From winners to squabblers

From winners to squabblers

The nation will usher in the New Year in less than a week, but for BJP leaders, the year 2015 will be slightly prolonged.

A new era will dawn with the fate of party chief Amit Shah, whose loaned term from predecessor Rajnath Singh ends past mid January.

Hinged on Shah getting second term will be the message that Prime Minister Narendra Modi continues to assert over the Sangh Parivar–a political authority he had got due to the sweeping 2014 election mandate. 

And, in case Shah fails to click with the RSS, given the back-to-back humiliating defeats in Delhi and Bihar Assembly polls, the BJP will see a new order.

To usher in that change, a clash of civilisation is happening within the party, with sidelined old guards, represented by L K Advani, taking on Modi-Shah leadership in their effort to restore internal dialogue mechanism and at the same time remain relevant at least in party politics. 

Their chance of getting rehabilitated in the NDA government set up was lost initially with Modi putting age cap on appointment to raise his own team. The four veterans–Advani, Murli Manohar Joshi, Shanta Kumar and Yashwant Sinha–with the tacit support of other party leaders finding difficult to adjust in this regime like Shatrughan Sinha and Ram Jethmalani like non-party friendly actors had publicly sought fixing of accountability for Bihar election defeat.

The Modi-Shah leadership had with much effort managed to silence agitated old guards by addressing their grievance of keeping them in loop in decision making exercise. Keeping their opposition to projection of Modi as the prime ministerial candidate, Advani and Joshi were incapacitated for the first time in their political career and put in a ceremonial guiding body, the “Mardarshak Mandal.”

But the same lot of the fatigued old and the disgruntled middle-aged leaders within the party sensed another opportunity in the revival of Kirti Azad versus Arun Jaitley tiff that had its seed in cricket administration control to snipe at the leadership.

Azad was suspended for indulging in anti-party activities by accusing Finance Minister Arun Jaitley of being involved in DDCA corruption case despite being cautioned against it by Shah.

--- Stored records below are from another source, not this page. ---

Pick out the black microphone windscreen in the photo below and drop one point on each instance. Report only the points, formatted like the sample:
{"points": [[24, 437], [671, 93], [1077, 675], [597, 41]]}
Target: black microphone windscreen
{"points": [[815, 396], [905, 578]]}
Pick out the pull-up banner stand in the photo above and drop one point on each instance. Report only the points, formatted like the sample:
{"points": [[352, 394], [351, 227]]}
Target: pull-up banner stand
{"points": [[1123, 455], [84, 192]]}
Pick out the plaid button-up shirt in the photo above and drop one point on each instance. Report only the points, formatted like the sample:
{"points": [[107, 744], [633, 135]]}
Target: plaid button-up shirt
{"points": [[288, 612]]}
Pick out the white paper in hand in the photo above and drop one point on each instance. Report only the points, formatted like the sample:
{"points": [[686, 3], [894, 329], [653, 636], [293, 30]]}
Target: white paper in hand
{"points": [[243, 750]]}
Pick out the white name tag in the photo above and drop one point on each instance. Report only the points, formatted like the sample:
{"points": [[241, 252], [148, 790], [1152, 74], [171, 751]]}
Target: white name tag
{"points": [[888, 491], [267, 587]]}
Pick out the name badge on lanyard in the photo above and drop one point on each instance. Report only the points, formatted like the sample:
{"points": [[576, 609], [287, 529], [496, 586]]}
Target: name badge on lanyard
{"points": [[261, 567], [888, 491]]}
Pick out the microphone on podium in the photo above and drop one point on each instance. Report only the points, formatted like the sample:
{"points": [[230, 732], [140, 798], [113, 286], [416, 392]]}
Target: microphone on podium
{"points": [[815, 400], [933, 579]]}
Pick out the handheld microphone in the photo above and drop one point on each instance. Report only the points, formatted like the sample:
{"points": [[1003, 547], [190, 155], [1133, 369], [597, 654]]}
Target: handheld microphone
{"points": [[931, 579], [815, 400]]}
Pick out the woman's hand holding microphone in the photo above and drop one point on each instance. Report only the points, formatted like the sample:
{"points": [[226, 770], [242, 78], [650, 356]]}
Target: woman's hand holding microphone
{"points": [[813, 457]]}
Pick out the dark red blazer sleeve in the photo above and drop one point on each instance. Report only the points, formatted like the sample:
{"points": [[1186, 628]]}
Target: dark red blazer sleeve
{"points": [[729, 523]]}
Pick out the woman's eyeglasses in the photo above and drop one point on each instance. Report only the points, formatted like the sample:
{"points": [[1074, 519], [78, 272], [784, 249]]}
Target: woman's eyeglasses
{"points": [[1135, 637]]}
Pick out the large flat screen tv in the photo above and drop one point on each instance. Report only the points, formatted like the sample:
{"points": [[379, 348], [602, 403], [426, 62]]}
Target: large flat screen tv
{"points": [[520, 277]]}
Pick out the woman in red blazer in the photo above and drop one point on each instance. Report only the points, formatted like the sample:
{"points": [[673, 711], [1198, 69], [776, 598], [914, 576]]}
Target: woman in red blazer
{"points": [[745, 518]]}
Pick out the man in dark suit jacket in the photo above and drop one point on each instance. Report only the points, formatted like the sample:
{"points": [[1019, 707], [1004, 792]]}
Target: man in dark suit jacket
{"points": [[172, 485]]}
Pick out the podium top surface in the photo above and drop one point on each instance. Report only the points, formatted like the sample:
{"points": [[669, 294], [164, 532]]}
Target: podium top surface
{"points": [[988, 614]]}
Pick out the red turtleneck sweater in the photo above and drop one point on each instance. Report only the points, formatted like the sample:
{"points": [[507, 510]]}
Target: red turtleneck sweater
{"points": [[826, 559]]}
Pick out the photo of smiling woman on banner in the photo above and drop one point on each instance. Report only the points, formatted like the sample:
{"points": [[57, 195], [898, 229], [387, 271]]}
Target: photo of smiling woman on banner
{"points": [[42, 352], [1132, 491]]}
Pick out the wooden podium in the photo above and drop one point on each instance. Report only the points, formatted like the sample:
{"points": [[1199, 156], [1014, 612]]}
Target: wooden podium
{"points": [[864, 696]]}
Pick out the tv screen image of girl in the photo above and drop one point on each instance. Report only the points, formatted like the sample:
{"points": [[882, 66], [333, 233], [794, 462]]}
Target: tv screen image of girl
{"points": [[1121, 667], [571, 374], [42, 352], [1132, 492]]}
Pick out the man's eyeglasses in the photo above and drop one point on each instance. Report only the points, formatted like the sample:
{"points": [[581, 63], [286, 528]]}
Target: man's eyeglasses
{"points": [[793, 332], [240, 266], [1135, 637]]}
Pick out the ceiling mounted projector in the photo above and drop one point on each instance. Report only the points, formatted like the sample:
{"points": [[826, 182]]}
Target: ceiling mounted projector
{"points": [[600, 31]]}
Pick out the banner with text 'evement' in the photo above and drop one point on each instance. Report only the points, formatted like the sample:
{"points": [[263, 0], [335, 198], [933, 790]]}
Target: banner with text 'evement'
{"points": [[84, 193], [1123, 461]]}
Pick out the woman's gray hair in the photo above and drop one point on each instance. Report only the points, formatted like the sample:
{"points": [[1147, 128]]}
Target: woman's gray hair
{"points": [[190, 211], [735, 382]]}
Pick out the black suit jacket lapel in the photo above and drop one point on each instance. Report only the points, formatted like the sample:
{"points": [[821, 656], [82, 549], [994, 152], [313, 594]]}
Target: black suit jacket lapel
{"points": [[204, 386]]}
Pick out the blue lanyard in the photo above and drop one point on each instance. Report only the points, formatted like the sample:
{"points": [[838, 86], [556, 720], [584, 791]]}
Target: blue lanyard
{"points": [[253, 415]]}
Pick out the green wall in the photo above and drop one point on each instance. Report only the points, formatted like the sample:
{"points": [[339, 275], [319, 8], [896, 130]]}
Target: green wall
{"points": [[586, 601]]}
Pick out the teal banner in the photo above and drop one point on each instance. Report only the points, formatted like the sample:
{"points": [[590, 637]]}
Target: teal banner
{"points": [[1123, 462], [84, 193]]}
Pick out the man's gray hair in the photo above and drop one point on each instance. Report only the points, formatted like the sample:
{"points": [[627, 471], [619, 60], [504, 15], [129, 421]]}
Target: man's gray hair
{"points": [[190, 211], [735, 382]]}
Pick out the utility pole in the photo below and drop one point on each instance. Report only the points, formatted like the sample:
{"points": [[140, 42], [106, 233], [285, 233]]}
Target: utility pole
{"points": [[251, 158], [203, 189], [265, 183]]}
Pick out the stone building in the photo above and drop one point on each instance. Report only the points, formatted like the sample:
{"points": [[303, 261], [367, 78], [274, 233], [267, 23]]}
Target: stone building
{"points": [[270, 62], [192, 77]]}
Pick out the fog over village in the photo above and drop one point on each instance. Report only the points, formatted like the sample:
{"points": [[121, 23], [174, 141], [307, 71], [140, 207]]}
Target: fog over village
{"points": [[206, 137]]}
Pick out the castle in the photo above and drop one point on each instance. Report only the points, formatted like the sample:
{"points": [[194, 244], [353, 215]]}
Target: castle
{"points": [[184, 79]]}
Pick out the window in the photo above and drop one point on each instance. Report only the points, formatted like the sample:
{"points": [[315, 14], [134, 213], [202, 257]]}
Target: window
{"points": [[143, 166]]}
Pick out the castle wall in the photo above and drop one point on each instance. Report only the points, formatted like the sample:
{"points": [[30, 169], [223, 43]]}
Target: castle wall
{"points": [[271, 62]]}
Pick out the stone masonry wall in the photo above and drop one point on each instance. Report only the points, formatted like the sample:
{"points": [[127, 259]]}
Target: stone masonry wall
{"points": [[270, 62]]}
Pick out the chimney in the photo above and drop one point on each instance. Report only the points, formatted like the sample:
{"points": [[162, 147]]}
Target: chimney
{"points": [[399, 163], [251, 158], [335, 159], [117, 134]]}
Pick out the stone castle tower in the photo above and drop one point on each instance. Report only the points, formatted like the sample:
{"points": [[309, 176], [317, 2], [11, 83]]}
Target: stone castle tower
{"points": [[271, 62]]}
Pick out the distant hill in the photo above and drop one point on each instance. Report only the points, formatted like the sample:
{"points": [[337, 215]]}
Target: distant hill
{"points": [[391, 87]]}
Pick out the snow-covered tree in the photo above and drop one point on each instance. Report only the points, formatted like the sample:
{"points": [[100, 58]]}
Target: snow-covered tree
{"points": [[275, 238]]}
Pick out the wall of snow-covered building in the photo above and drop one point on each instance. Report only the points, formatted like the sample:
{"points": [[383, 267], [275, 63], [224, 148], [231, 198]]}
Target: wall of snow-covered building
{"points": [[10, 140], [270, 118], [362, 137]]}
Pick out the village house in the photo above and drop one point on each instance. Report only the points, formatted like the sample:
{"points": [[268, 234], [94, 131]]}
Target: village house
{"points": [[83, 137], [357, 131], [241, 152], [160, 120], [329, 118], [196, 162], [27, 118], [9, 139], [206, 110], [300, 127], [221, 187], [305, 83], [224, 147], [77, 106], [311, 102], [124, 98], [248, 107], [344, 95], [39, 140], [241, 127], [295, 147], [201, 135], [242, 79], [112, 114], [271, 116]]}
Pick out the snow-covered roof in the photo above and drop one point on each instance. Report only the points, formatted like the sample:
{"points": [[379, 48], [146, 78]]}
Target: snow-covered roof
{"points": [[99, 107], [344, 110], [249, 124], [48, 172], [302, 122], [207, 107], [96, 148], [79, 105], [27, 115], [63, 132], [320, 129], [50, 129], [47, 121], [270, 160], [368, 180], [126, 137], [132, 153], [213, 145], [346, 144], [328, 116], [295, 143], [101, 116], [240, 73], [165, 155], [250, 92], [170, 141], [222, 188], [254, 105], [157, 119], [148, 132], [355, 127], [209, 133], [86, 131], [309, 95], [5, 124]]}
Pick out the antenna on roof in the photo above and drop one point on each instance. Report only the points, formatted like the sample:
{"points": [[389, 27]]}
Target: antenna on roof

But, other perpetual loudmouths of the party, the most vocal rebel being Shatrughan, have been spared since a section of the leaders believe that they should not be martyred by punishment.

Some party leaders are of the view that the leadership was also hesitant that mass action against leaders would encourage fence sitters to join the internal tussle and cast a cloud on regime change in the party.

The change in the BJP script in less than a year, from winners  to squabblers, without any external push is what political observers believe the ruling party needs to address otherwise it will end up strengthening non-NDA political forces without rival’s efforts.

Year 2015 had arrived with buoyant baggage for the BJP. The year before, the party was on a roll winning every election it had contested, be it the Lok Sabha, in Maharashtra, Haryana and Jharkhand with “Brand Modi” as its mascot.

More overwhelming for the party was venturing into areas it had never dreamt of, forming a coalition government in Muslim-dominated Jammu & Kashmir with the help of ideologically opposed PDP.

For Modi, there are two challenges in 2016. First, to ensure development initiatives delivers dividends and the second will be getting back to winning ways since five states–West Bengal, Punjab, Kerala, Tamil Nadu and Assam–go to polls next year.

With Modi setting the template of development politics, his government’s achievements will impact electoral outcomes even if the BJP decides to contest with fresh faces.